The Victorian Illustrated Book

The Victorian Illustrated Book

Author: Richard Maxwell

Publisher: University of Virginia Press

Published: 2002

Total Pages: 484

ISBN-13: 9780813920979

DOWNLOAD EBOOK

US scholars of literature explore how illustrated books became a cultural form of great importance in England and Scotland from the 1830s and 1840s to the end of the century. Some of them consider particular authors or editions, but others look at general themes such as illustrations of time, maps and metaphors, literal illustration, and city scenes. Annotation copyrighted by Book News, Inc., Portland, OR


Transfictional Character and Transmedia Storyworlds in the British Nineteenth Century

Transfictional Character and Transmedia Storyworlds in the British Nineteenth Century

Author: Erica Haugtvedt

Publisher: Springer Nature

Published: 2022-11-17

Total Pages: 225

ISBN-13: 303113463X

DOWNLOAD EBOOK

This book is a study of how transfictional and transmedia storytelling emerges in the nineteenth century and how the period’s receptive practices anticipate the receptive practices of fandom and transmedia storytelling franchises in the twentieth and twenty-first centuries. The central claim is that the serialized, periodical, and dramatic media environment of the late eighteenth century through the nineteenth century in Great Britain trained audiences to perceive the continuous identity of characters and worlds across disparate texts, illustrations, plays, and songs by creators other than the earliest originating author. The book contributes to fan studies, transmedia studies, and nineteenth-century periodical studies while also interrogating the nature of fictional character.
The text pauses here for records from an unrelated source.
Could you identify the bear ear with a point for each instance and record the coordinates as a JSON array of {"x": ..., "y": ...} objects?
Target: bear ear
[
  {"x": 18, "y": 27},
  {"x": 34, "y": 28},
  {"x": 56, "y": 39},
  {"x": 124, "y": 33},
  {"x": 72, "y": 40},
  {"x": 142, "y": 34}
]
G.W.M. Reynolds Reimagined

G.W.M. Reynolds Reimagined

Author: Jennifer Conary

Publisher: Taylor & Francis

Published: 2023-04-21

Total Pages: 349

ISBN-13: 1000821609

DOWNLOAD EBOOK

This essay collection proposes that G.W.M. Reynolds’s contribution to Victorian print culture reveals the interrelations between authorship, genre, and radicalism in popular print culture of the nineteenth century. As a best-selling author of popular fiction marketed to the lower classes, and a passionate champion of radical politics and "the industrious classes," Reynolds and his work demonstrate the relevance of Victorian Studies to topics of pressing contemporary concern including populism, working-class fiction, the concept of ‘originality’, and the collective scholarly endeavour to ‘widen’ and ‘undiscipline’ Victorian Studies. Bringing together well-known and newly-emerging scholars from across different disciplinary perspectives, the volume explores the importance of Reynolds Studies to scholarship on the nineteenth-century. This book will appeal to students and scholars of the nineteenth-century press, popular culture, and of authorship, as well as to Victorian Studies scholars interested in the translation of Victorian texts into new and indigenous markets.